When we saw The Wrecks open for All Time Low at SummerStage, tearing up songs from their first EP and forthcoming one, we had no idea how many hurdles they’d cleared to get to that point. Each track they banged out onstage was dance-ready, extra catchy, and satisfyingly grungy, with no hint of a struggle in their crowd-pleasing chords. It wasn’t until we caught up with frontman Nick Anderson after the show that we realized how scrappy – and even risky – the whole process had been when they first pieced things together.
“The first EP [We Are The Wrecks] involved us sneaking into a recording studio where our friend was house-sitting,” recalled Nick. “She left us a key and said ‘You’ve got three days until this guy gets back.’ We didn’t actually know we were a secret…it was kind of a grey area. So we went in there and were like, ‘Well, I guess we’ve got a key. We’ve got permission!’ I’d never produced anything before, but we went in and Andrew D’Angelo, who is our live sound guy and tour manager now – well, he knew how to plug everything in! And I knew what I wanted our music to sound like. So we just combined and went for it.”
“We tracked the three-song EP in those three days. And the last day that we were there, we got a call from the girl who let us in. She goes ‘YO, the dude’s ex-wife is on her way to the house. You guys need to get the hell out of there.’ She was on her way over to give the diabetic cat shots or something, so we had to leave. We packed everything up, and I swear – I promise!” he stressed, inadvertently adding suspense. “We pulled out of the driveway, and she pulled right in. It was like something out of a movie.”

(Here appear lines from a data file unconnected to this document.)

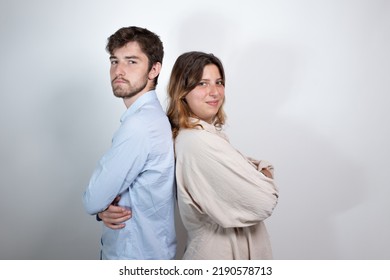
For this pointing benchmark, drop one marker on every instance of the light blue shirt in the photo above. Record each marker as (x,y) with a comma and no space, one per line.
(139,167)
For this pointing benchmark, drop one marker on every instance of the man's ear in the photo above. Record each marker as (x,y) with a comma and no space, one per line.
(155,71)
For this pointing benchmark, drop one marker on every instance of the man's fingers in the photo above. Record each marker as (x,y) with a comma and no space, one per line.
(114,226)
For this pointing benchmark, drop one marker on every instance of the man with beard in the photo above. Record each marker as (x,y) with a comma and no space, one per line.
(135,177)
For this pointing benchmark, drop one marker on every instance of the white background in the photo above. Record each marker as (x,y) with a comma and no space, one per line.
(307,89)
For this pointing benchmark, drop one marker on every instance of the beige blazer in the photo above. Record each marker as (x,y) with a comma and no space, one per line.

“So we’re leaving, and we’re like ‘Yeah, we did it, we got away with it!’ But then we realized that our entire EP was on that guy’s computer. We’d just wasted three days of Red Bulls and Domino’s Pizza for nothing. But Andrew, our knight in shining armor, said ‘Guys, I’ve got this.’ 2am the next day, he goes and sneaks around the back gate, by himself, praying that the key is under the mat. He grabs the key, sneaks in, and then, I swear, it was like a black ops mission. He’s sitting in the studio chair and he’s got his vape, just quietly staring in the dark and waiting for it to load. Like 89 percent…90 percent…waiting for the megabytes to finish. And then we had it!”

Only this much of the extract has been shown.